I'm still interested in energy, is that a viable niche? What industries rely on energy? What industries have strict permitting requirements? Do I go vertical and focus on a single industry, or go broad? This was enough to get me moving again. I need to sit close to problems, focusing on lateral thinking and pattern recognition more than anything else.
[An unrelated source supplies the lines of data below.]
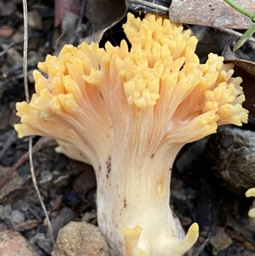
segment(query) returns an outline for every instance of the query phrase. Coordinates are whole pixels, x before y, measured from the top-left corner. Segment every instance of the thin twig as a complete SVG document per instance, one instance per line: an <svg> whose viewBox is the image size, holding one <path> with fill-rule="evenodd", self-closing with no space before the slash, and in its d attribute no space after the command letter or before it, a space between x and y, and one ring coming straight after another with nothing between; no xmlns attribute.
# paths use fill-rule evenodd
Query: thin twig
<svg viewBox="0 0 255 256"><path fill-rule="evenodd" d="M221 30L222 31L224 31L224 32L226 32L228 34L233 34L233 36L237 36L238 38L240 38L243 36L243 34L242 34L239 32L235 31L234 30L232 30L232 29L226 29L224 27L216 27L215 29ZM254 37L251 37L251 38L249 38L249 40L247 41L250 41L252 43L255 43L255 38Z"/></svg>
<svg viewBox="0 0 255 256"><path fill-rule="evenodd" d="M33 147L33 153L40 151L43 148L55 145L55 140L52 139L41 137L36 144ZM0 190L5 185L7 181L13 173L23 163L29 158L29 153L27 152L24 154L10 168L5 176L0 179Z"/></svg>
<svg viewBox="0 0 255 256"><path fill-rule="evenodd" d="M150 7L155 10L159 10L161 11L165 12L166 13L169 13L169 8L167 7L162 6L161 5L154 4L153 3L147 2L143 0L127 0L127 2L133 3L137 4L143 4L145 6Z"/></svg>
<svg viewBox="0 0 255 256"><path fill-rule="evenodd" d="M23 12L24 12L24 66L23 66L23 73L24 73L24 82L25 86L25 93L26 93L26 99L27 102L29 103L29 93L28 91L28 84L27 84L27 6L26 0L22 0L23 3ZM34 165L33 163L33 137L30 136L29 137L29 163L30 163L30 170L32 175L32 179L34 183L34 188L36 189L37 195L38 196L39 200L40 201L41 207L43 208L44 214L45 215L46 220L48 222L48 230L50 232L50 236L54 241L53 236L52 227L50 223L50 218L48 217L47 211L44 204L43 200L41 196L41 193L39 191L38 187L36 183L36 176L34 174Z"/></svg>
Gemini, let me ask you another question:
I am evaluating the feasibility of technology solutions for customer problems in the AEC space. I am looking for information from credible sources that documents known customer pain points. Please provide a report that captures problem areas and potential solutions, grouped by market segment and market cap. Please provide citations.
And another:
What is the market cap of the industry for utility-scale renewable projects? How does it compare to the market cap for small- to medium-sized GCs and subcontractors in the AEC industry? How does it compare to the market cap for renewable solar?
And I talk to friends:
Weird question - do you ever have to worry about permits for your work? Is it all USCG?
And more friends:
Sounds interesting. I've considered doing solar on my roof and the thought of dealing with permitting has been a major blocker.
And Reddit:
Has anyone actually used X? The value prop looks interesting and seems to solve a problem I ran into a few years ago.
Already there are trends emerging. I've narrowed this down to 3 specific verticals, now let's run with it.